Séraphine Louis tinha treze anos quando partiu de Arsy, onde pastoreava ovelhas, para trabalhar na casa da condessa de Beaumini, em Paris. Mas Paris não era lugar para Séraphine, ela voltou. Aos dezoito, foi empregada no convento Charité de la Providence, em Clermont. Passou ali vinte anos. Partiu novamente. Foi trabalhar nas casas dos burgueses de Senlis, na casa de Mme. Mong, na casa de M. Chambard. Até que, em 1906, Séraphine com quarenta e dois anos, a Virgem lhe apareceu na catedral Notre-Dame de Senlis.
“Séraphine, você deve pintar!”
Obediente e devota como era, Séraphine começou a pintar. Inventava suas misturas usando Ripolin comprado na drogaria da praça do mercado. Pintava à noite, no seu quarto feito atelier na rua Puits-Tiphaine. Os de Senlis se divertiam com a empregada que pintava quadros. Debochavam da mulher sem instrução, que dizia ter visto a Virgem e pintava salmodiando os cânticos das freiras de Clermont.
Em 1912 apareceu na pequena vila, vindo de Paris, Wilhelm Uhde, um aristocrata alemão. Procurava um retiro não muito longe da cidade das artes e em Senlis encontrou esse lugar. A catedral gótica da vila o seduzia com suas histórias de Deus e de reis. Nessa época, Uhde já colecionava obras de Picasso e enfrentava a desconfiança dos marchands para expor artistas ainda à sombra da história e do mercado, como Henri Rousseau e Marie Laurencin.
Em Senlis, Uhde se instalou num apartamento na praça Lavarande. Todas as manhãs uma mulher que lhe haviam recomendado vinha fazer a faxina. Era Séraphine. A insignificante, insólita Séraphine. Quando Uhde viu pela primeira vez um de seus quadros, uma pequena natureza-morta com maçãs, não se conteve: “Cézanne ficaria feliz de ver essas maçãs”. Sob a vista sarcástica da gente da vila, Uhde encorajava Séraphine a pintar, comprava seus quadros, mostrava-os aos amigos parisienses.
Veio a Primeira Guerra, muitos debandaram de Senlis. Uhde, perseguido, despareceu. Mais de dez anos se passaram até o improvável acontecer. Desta vez, de Chantilly, Uhde vinha para uma exposição de pintura regional na prefeitura de Senlis. Percorrendo a grande sala, no meio de toda aquela arte provinciana, estacou diante de três telas: um ramo de lilás, uma cerejeira, uvas negras e brancas.

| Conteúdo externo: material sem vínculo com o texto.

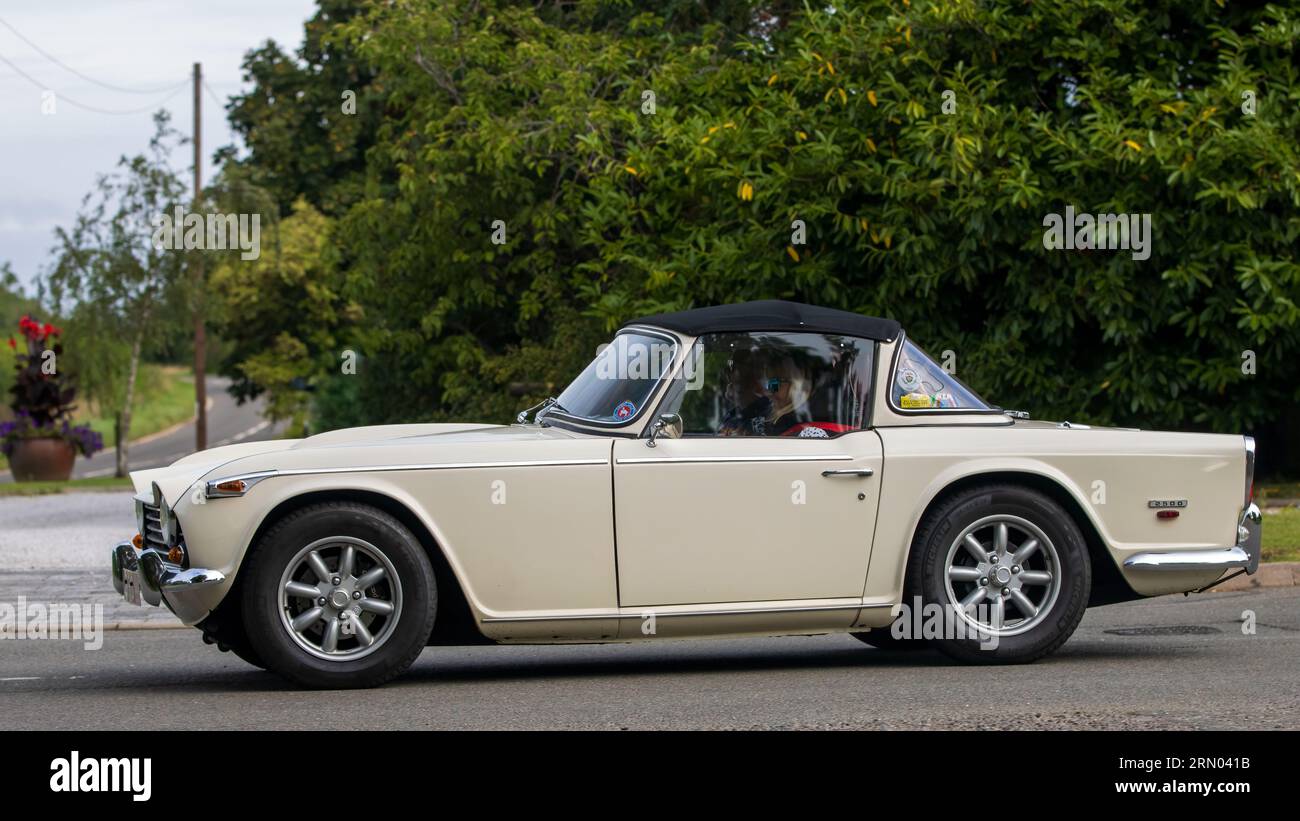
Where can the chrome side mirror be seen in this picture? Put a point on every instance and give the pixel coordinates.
(668, 424)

Lá estavam as cores da rosácea medieval, as flores semoventes de Séraphine, suas árvores estreladas, águas-vivas, borboletas-cauda-de-andorinha, peixes-mandarins. Três quadros, e lá a inteligência sensível, autodidata, que resolvia na pintura, com seu métier secreto, as questões de cor, equilíbrio e harmonia. Uhde pensou no Cântico de Salomão. Sentiu que badalavam juntos os sinos de Saint-Fraimbault, de Saint-Aignan, de Saint-Hilaire.
Nenhuma palavra sobre Séraphine na imprensa local que noticiava a exposição enquanto os jornais de Paris divulgavam a descoberta evocando a arte do Extremo Oriente. A velha empregada agora abandonava a faxina, pintava de três a quatro telas por semana, tinha de volta seu mecenas e colecionadores na Alemanha, em Londres, em Paris.

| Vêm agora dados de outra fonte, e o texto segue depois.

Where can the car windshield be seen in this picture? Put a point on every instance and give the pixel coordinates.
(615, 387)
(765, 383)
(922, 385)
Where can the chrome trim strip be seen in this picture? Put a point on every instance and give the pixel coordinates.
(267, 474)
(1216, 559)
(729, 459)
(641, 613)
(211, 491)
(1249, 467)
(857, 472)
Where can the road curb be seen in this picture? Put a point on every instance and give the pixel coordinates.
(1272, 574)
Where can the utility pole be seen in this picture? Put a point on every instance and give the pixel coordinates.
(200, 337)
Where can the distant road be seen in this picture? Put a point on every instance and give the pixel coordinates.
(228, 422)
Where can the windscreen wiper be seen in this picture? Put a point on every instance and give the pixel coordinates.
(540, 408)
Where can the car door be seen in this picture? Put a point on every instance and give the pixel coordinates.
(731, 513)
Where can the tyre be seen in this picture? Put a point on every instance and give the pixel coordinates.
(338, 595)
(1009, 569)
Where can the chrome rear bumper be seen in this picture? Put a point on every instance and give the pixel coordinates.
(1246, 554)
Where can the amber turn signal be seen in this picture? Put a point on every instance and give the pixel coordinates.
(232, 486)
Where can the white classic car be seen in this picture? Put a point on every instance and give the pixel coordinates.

A bonança duraria pouco. Era o fim dos anos loucos na França. Começavam a irradiar os maus tempos da grande crise de 1929. Menos de dez anos depois explodia a Segunda Guerra. Uhde já não podia sustentar Séraphine, que, por sua vez, ia submergindo na loucura.
“Ideias de perseguição; alucinações auditivas; alucinações visuais”, assinalou o médico no documento de admissão de Séraphine no asilo de Clermont-de-l’Oise em fevereiro de 1932. Vieram os anos de miséria, alienação e nenhum quadro. A visionária que imaginava um cortejo iluminado no dia da sua morte foi enterrada numa vala comum no ano de 1942. Uhde viveria cinco anos mais.

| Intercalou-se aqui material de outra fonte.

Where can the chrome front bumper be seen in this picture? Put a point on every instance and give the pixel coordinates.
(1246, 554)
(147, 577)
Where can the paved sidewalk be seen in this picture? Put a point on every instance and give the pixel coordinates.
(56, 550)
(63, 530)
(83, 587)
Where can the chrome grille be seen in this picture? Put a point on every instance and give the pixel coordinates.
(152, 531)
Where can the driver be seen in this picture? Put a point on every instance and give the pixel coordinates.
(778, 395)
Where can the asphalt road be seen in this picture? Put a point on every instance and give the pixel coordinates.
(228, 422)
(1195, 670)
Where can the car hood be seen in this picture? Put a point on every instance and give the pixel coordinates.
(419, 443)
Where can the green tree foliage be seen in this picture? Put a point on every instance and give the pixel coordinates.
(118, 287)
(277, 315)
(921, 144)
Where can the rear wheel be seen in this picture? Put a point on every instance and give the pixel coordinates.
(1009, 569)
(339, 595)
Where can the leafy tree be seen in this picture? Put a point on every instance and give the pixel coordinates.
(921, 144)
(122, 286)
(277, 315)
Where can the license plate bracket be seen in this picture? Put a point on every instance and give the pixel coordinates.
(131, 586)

Aquela pintura inspirada, magnificamente colorida, hoje pertence ao acervo de vários museus da França. Dizem que brilha como se ainda estivesse fresca. Essa pintura cuja técnica vem de uma mistura indecifrável. Algo que contém Ripolin, às vezes verniz, e o óleo santo da Notre-Dame da pequena vila de Senlis.